Today’s zero option is quite different from the 1981 version. Back then the U.S. was starting from zero and offering to stay there if the Soviets came down to zero as well — dismantling an entire class of weapons already deployed, in exchange for NATO’s altering future plans. As members of the Administration themselves admitted at the time, it was like asking the Super Bowl champs to trade their All-Pro front line for two future-round draft choices. The result, predictably and perhaps intentionally, was no deal.

Now Gorbachev is offering a real trade. The U.S. has 316 missiles of its own and will have to remove them from Europe if the Soviets remove their 922 warheads. While the U.S. will get the better end numerically, the Soviets will satisfy their determination to get American INF missiles out of Europe, albeit at a considerable price.

That feature of the plan has raised old worries at home and abroad.

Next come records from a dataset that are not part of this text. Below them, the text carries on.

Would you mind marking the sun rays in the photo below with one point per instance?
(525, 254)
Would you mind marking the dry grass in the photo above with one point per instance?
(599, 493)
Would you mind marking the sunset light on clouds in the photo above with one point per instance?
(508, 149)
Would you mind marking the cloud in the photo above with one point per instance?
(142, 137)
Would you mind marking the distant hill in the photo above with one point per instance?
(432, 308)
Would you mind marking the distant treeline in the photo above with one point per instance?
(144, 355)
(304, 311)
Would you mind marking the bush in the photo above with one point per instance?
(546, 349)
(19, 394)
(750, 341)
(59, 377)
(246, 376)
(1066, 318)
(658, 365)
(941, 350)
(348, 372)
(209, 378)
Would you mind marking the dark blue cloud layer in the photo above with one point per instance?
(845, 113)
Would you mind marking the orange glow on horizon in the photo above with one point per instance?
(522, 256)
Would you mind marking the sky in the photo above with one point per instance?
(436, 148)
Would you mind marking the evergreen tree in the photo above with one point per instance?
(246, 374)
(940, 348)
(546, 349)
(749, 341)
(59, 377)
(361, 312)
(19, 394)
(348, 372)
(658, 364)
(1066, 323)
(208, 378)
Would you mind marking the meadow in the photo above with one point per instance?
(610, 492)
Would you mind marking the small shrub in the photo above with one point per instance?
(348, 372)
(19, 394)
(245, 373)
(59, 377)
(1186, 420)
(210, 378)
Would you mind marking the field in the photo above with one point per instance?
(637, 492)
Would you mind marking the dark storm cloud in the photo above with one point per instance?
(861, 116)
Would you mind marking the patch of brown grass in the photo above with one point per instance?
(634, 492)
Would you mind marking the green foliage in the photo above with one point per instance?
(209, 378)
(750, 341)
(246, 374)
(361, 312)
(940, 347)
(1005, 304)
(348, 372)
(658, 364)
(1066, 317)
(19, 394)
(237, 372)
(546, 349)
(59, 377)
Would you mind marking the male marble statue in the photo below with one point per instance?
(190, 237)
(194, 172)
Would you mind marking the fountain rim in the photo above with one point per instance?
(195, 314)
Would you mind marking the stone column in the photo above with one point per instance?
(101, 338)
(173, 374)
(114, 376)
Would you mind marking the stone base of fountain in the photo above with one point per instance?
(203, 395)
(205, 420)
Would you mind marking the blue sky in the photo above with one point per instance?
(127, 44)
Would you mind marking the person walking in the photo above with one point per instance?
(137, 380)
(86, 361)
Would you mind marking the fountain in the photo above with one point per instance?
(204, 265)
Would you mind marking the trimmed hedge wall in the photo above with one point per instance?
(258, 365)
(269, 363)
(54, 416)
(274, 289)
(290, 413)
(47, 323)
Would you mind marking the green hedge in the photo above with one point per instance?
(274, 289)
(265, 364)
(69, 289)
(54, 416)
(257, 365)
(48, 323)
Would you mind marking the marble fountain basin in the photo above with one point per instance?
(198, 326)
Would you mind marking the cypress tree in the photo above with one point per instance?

Former Secretary of State Henry Kissinger, former National Security Adviser Brent Scowcroft and Congressman Les Aspin, chairman of the House Armed Services Committee, have resurrected the fear that the zero option may be decoupling. Some Europeans are concerned that British Prime Minister Margaret Thatcher and other leaders have invested so much political capital in forcing through the deployments despite domestic opposition that it would be awkward for them now to feign enthusiasm for the total removal of the missiles.

Largely for these reasons, the Reagan Administration was in something of a quandary about how to react. Having originally proposed the zero option in 1981 and hung tough on it through ’82 and ’83, the Administration felt it could not say no now that Gorbachev was finally saying yes.

Thus, with some of his aides swallowing hard, Reagan may go to the summit and the treaty-signing table in the fall having to contend with criticism that he is selling short the political and military interests of the West. As the . final irony of the zero option, that criticism may be coming from the paragons of the arms-control establishment, whose own efforts to manage the nuclear peace Reagan himself opposed so vigorously during the era of detente.